The Marrwood and Langley Gardens outbreaks have not yet been confirmed as the flu, but that's the most likely cause at this time of year, according to Roy Thorpe-Dorward of Fraser Health Authority.
So far, there have been approximately 20 outbreaks of the flu
in hospitals and care facilities throughout Fraser Health, the province's largest health region. Some outbreaks have already ended.
This is more than twice as many outbreaks as were reported in each of the past two years, flu-related visits to emergency departments are at the highest
level in years, and deaths from the flu are three times the numbers seen in the last three years combined.
The exact number of deaths due to the flu was not available.
To prevent the continued spread of the flu, everyone attending a care facility will have to wear face masks, unless they have already had a flu shot this year.
The policy will include staff, volunteers, and visitors, according to Fraser Health.
Signs have started to pop up on the doors of health facilities, next to piles of disposable paper masks and bottles of hand sanitizer.
Langley Lodge, in the City, doesn't have too many people wearing masks.
"We had a flu campaign here in October," said executive director Debra Hauptman.
About 85 per cent of their workforce, and 100 per cent of contract workers, got the shot. Volunteers without it will be staying home
until the health hazard warning is over.
Most of the people coming into the facility are very understanding about the extra measures, Hauptman said. After all, they're usually there to visit their families.
If feeling unwell, potential visitors to care facilities should stay at home.
"We are asking our patients, visitors and staff to take these extra steps to protect their family members, patients, residents and loved ones from this highly contagious and serious virus," said Dr.

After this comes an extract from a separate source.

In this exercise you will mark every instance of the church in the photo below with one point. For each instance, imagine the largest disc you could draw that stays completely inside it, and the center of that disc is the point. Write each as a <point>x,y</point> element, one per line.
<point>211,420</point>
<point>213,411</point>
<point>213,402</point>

Paul Van Buynder, Fraser Health's chief medical health officer.
For a healthy adult, the flu can be deeply uncomfortable and inconvenient, but it can be fatal for some young children, the elderly, and those with damaged immune systems.
Langley schools have so far escaped the worst effects of the flu.
The school district has a standing protocol to inform Fraser
Health if any school has more than 10 per cent absenteeism due to illness.
If that happens, not only will public health officials be warned, but there might be extra cleaning or other measures taken to try and reduce the spread of the illness.
"We haven't hit that in any of our schools just yet," said Sandy Wakeling, the spokesperson for the district.
Teachers have been calling in sick with the flu or other ailments, but the level of illness is not outrageously high considering it's cold and flu season, Wakeling said.
The Fraser Health area may be hit hard right now, but Vancouver Coastal isn't doing as badly.
Flu cases are higher than average, but within normal range for this time of year.